In 2005, Blackstock co-authored Wen:de The Journey Continues — a report commissioned by the federal government to study why aboriginal children were disproportionately represented in Canada’s child welfare system, and what could be done about it. The report included proposals to improve aboriginal child welfare services. Blackstock tells us five economists helped draft the plan, which would have cost less than one per cent of Canada’s budget surplus — then in the billions.

Echoing what happened to Bryce in 1907, the report gathered dust on a shelf.

In December 2006, Blackstock and the Assembly of First Nations decided the only option was to file a complaint with the Canadian Human Rights Commission arguing that the government’s failure to provide the same level of child welfare funding for aboriginal communities as non-aboriginal communities receive constitutes discrimination against aboriginal kids. In September 2008, the commission agreed there was sufficient merit to have the Human Rights Tribunal conduct a formal inquiry. The tribunal has the power to force the government to take action.

The federal government has launched repeated legal challenges to prevent the commission, and then the tribunal, from hearing the complaint. Each time, the courts have ruled against the government. Most recently, on March 11, the Federal Court of Appeal rejected another attempt to stop tribunal proceedings.

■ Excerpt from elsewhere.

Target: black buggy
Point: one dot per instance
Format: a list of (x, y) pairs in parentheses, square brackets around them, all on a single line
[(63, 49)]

One week ago it was revealed the government has failed to disclose as many as 50,000 relevant documents it was required to turn over to the tribunal. As we write this, the government is presenting a motion to further delay the hearings in order to gather these documents

In the meantime, the auditor general of Canada, the House of Commons standing committee on public accounts and the UN committee on the rights of the child have all criticized the Canadian government for failing to take action on aboriginal child welfare.

Documents Blackstock obtained through Access to Information show, the federal government has spent more than $3 million on legal manoeuvres to keep the human rights case from going forward.

Michelle Perron, a spokewoman with Aboriginal Affairs and Northern Development Canada, told us, “We believe that the best way to address the complex issues surrounding First Nations Child and Family Services is through collaboration with First Nations, provinces/territories, and not through the Canadian Human Rights Tribunal.”

Blackstock countered that, in February 2007, before the complaint was filed, aboriginal groups approached the government, pleading for a chance to work in collaboration and avoid a human rights case. They were rebuffed.

We have an opportunity to do the right thing for aboriginal children so in 20 to 30 years Canada does not have to apologize again.

Craig and Marc Kielburger are co-founders of international charity and educational partner Free The Children.